Leatherface has been one of my top tier favorite bands since I first heard them. I admittedly got into them kind of backwards and perhaps a bit later than some other folks. I am pretty sure the first time I had heard them was in 1995 or 1996 when I purchased the Do The Right Thing CD single at Flipside records in New Jersey. I had really gotten into the band Broccoli and was told that Leatherface would be right up my alley as they were sort of the grandfathers of that sound.
Ever since that moment I have simply been obsessed. I tracked down every record of theirs I could find, including a great many of them on a trip to England in 1997 that consisted almost exclusively of trips to record shops. I paid $110 for a copy of Mush on Vinyl in the earlier days of eBay (Outbidding Billy of Dillinger Four it turned out). I flew to England to see Leatherface, Snuff and Wat Tyler play a show to memorialize Andy Crighton.
Leatherface stayed at my apartment when I was in college for a night after a show in New York City. This and the Andy gig were both Dickie-less versions of the band, but rest assured, Dickie was always there in spirit as the band raced through so many of the genuine classics that he helped craft.
Listening to Leatherface not only made me love that band, but it really shaped the way I looked at music and specifically punk rock. While the sounds that poured out of their records were fierce and blistering with energy, they had humanity in them. Soul, if you will. These were not a bunch of angry punks shouting, these were artists crafting magnificent and beautiful songs. To this day, if I read a review comparing any band to Leatherface, I always go and take a listen. I've discovered so many bands this way and the number of bands I listen to that were influenced by Leatherface is almost impossible to count.
I also don't want to pigeonhole him with Leatherface. I have records by HDQ, Doctor Bison, The Jones and Stokoe that all benefit from this man's mastery of the guitar. Everything he touched turned to gold, but Leatherface is always the one that spoke to me the most.

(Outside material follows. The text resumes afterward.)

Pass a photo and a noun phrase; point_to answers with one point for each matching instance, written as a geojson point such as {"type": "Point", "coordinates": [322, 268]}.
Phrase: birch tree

Dickie Hammond is one of the greatest guitar players I have ever heard. The world is a sadder place without him. I feel so awful for the people that actually knew him, were friends with him and shared stories with him. Their loss eclipses mine by a mile. What I can say is it's depressing to think that I will never hear any new sounds emanating from his guitar. It's a real bummer, but I take solace in how much joy this man has brought me over the years. How many perfect records he was a part of. How he set me down a path that would help me discover so many bands and meet so many people that I consider friends. I didn't know him and he didn't know me, but despite that, I will never forget Dickie Hammond.